Recent developments (Q4 2025)

  1. OpenAI announced the public preview of GPT-5 Codex on 30 September 2025, aimed at autonomous software agents. Source: OpenAI news blog.

  2. Google introduced Gemini 2.5 with multimodal functionality (text, image, video) and improved token efficiency. Source: Google Cloud Next session report, 2 October 2025.

  3. The European Council approved the final text of the EU AI Act, placing high-risk systems under stricter reporting requirements. Source: EU Council Press Release, 6 October 2025.

  4. NVIDIA released the H200 GPU, featuring HBM3e memory for longer context lengths in LLM training. Source: NVIDIA newsroom, 1 October 2025.

Opportunities and risks

Opportunities

  • Efficiency gains through task automation

  • New products and services based on generative AI

  • Improved decision-making through predictive analytics

Risks

  • Bias in training data can lead to discrimination

  • Insufficient explainability limits stakeholder trust

  • Growing energy demand for model training

  • Legal liability for erroneous output

Regulations and standards

  • EU AI Act: classifies AI applications into prohibited, high, limited and minimal risk.

  • ISO/IEC 42001 (2025): management system for AI, comparable with ISO 27001.

  • NIS2 Directive: mandates stricter cybersecurity measures for critical organisations, including AI vendors.

Implementation best practices

  1. Start with a feasibility study to validate data quality and business value.

  2. Implement a model governance structure that tracks versions, biases and performance metrics.
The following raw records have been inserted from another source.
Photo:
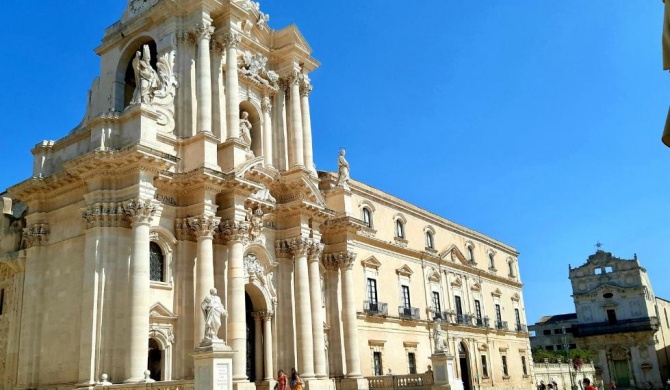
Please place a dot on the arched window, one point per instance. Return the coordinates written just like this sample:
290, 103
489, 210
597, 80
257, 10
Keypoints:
429, 240
157, 263
367, 216
399, 228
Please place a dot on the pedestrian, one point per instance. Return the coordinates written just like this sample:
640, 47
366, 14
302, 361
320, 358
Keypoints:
295, 382
282, 380
587, 384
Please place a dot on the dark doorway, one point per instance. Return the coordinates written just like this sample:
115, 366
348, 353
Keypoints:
465, 366
155, 363
251, 338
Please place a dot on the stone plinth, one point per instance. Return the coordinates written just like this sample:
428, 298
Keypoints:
443, 372
213, 367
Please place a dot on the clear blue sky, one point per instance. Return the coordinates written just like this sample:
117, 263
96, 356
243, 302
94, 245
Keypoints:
537, 123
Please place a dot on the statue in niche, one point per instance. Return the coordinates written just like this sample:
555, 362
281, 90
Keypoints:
156, 87
245, 128
146, 78
342, 169
441, 343
212, 310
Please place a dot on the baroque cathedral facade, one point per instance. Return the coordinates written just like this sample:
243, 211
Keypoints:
192, 170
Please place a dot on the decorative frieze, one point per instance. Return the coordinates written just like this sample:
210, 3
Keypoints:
109, 214
35, 235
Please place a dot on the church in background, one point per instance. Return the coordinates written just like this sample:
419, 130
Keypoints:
192, 170
618, 317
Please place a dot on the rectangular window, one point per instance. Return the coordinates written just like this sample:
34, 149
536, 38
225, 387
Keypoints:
517, 316
377, 357
505, 372
459, 307
485, 367
436, 302
405, 297
611, 316
411, 362
478, 309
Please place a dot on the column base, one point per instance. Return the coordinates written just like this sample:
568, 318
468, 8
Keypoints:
354, 384
319, 384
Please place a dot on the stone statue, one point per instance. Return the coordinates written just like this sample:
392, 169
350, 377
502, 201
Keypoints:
441, 343
342, 169
146, 78
245, 128
212, 309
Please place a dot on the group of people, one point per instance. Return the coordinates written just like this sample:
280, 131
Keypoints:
294, 382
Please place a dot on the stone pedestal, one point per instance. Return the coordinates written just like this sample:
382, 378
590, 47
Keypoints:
354, 384
213, 367
443, 372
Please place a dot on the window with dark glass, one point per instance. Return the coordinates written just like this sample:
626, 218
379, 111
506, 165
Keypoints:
505, 372
405, 297
157, 261
411, 362
372, 293
436, 302
367, 216
459, 307
498, 315
429, 240
399, 229
377, 357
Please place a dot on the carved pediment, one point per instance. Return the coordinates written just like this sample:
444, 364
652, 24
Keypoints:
404, 271
371, 262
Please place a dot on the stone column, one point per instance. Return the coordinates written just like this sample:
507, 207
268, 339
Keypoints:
140, 213
204, 269
203, 83
346, 261
317, 311
232, 86
296, 147
267, 344
258, 344
305, 89
266, 106
300, 247
235, 234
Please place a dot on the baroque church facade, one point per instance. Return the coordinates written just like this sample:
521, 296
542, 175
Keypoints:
193, 170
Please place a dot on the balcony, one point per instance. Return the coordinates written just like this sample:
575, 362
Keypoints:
408, 313
482, 322
375, 308
621, 326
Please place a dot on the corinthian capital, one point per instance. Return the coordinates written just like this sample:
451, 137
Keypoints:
202, 31
139, 211
203, 226
231, 39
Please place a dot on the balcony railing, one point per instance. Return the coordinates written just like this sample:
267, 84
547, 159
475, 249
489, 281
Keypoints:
482, 322
375, 308
408, 313
620, 326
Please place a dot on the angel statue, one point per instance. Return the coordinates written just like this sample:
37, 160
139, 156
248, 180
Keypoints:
212, 310
146, 78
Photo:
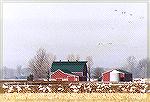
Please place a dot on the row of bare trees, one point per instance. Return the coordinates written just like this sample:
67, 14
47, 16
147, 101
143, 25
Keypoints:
40, 65
139, 69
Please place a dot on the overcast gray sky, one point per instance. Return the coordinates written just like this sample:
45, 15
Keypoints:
78, 28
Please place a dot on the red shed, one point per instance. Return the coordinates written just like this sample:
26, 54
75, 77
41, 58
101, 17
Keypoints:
60, 75
116, 75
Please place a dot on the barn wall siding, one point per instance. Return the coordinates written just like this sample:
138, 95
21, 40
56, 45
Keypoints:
106, 76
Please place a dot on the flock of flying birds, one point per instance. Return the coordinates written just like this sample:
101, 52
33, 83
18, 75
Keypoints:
123, 13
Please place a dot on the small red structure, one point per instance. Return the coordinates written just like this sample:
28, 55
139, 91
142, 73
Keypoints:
116, 75
59, 75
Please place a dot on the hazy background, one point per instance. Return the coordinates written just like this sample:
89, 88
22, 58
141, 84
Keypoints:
110, 32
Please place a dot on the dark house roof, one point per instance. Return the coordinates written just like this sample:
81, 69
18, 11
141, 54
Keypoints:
65, 66
120, 70
66, 71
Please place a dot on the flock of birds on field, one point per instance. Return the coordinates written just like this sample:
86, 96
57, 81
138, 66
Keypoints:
78, 88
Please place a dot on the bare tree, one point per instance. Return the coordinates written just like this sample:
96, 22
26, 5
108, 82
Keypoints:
18, 70
72, 57
131, 65
41, 63
143, 68
97, 72
89, 65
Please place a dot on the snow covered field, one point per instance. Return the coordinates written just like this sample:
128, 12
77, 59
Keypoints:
75, 97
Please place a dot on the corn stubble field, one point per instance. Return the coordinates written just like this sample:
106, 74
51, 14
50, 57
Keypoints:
102, 93
75, 97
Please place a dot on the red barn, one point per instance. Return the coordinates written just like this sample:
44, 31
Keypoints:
116, 75
64, 75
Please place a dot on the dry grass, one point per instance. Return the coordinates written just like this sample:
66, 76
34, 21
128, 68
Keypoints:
75, 97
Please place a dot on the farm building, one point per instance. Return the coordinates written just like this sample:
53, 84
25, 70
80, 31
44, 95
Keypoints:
64, 75
116, 75
69, 70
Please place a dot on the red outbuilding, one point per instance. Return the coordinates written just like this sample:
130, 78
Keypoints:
65, 75
116, 75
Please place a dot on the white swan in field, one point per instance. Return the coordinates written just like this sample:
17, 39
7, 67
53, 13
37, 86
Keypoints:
18, 88
10, 89
4, 86
49, 89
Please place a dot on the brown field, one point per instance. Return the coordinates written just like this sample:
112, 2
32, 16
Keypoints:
75, 97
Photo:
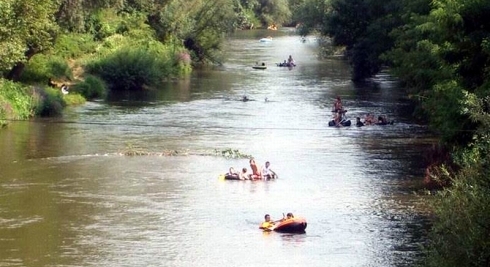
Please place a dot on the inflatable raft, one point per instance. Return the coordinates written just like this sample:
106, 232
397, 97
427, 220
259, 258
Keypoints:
342, 123
293, 225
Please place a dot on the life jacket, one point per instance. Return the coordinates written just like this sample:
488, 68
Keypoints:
266, 225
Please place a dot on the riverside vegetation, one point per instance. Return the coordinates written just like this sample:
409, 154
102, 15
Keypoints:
438, 49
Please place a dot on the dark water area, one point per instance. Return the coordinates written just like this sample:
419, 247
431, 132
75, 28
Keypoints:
71, 197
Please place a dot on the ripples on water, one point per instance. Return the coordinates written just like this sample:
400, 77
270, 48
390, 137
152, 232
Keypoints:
72, 200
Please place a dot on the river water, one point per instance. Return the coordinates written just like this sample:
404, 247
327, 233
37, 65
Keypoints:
70, 196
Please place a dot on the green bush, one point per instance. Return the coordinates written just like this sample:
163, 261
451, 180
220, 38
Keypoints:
16, 101
92, 87
43, 67
74, 45
133, 68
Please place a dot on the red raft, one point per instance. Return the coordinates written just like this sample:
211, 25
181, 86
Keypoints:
293, 225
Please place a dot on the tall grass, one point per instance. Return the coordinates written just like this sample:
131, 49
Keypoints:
16, 101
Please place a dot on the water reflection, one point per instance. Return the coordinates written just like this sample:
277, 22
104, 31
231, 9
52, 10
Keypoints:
73, 199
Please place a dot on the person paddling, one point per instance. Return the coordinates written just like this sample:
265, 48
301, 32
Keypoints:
268, 224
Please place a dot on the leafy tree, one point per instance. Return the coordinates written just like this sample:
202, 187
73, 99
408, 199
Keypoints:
200, 24
311, 15
31, 28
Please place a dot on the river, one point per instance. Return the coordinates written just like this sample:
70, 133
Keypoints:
71, 195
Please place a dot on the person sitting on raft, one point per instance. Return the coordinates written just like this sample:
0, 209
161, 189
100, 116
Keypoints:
232, 172
359, 122
244, 174
256, 174
337, 105
268, 223
267, 173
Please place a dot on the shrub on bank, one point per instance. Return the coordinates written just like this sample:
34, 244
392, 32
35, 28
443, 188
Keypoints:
41, 68
16, 101
130, 68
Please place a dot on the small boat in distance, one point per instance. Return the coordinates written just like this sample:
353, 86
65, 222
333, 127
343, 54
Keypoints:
260, 66
266, 39
294, 225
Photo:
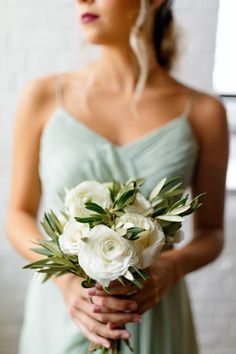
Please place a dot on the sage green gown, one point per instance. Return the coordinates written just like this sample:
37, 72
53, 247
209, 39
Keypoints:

  3. Embed AI ethics principles (transparency, fairness, privacy) into the development cycle.

  4. Continuously monitor models for degradation and adjust policies according to the AI risk framework.

Sources and further reading

  • OpenAI Research Index (GPT-5 preview): https://openai.com/research

  • Google DeepMind Gemini 2.5 whitepaper: https://deepmind.google/papers

  • EU Council Press Release on AI Act: https://www.consilium.europa.eu/en/press

  • NVIDIA H200 product page: https://www.nvidia.com/en-us/data-center/h200

  • ISO/IEC 42001 draft: https://committee.iso.org/home/tc309

This knowledge base page offers a current, business-oriented introduction to artificial intelligence and serves as a springboard for further exploration of policy, technology and practical applications.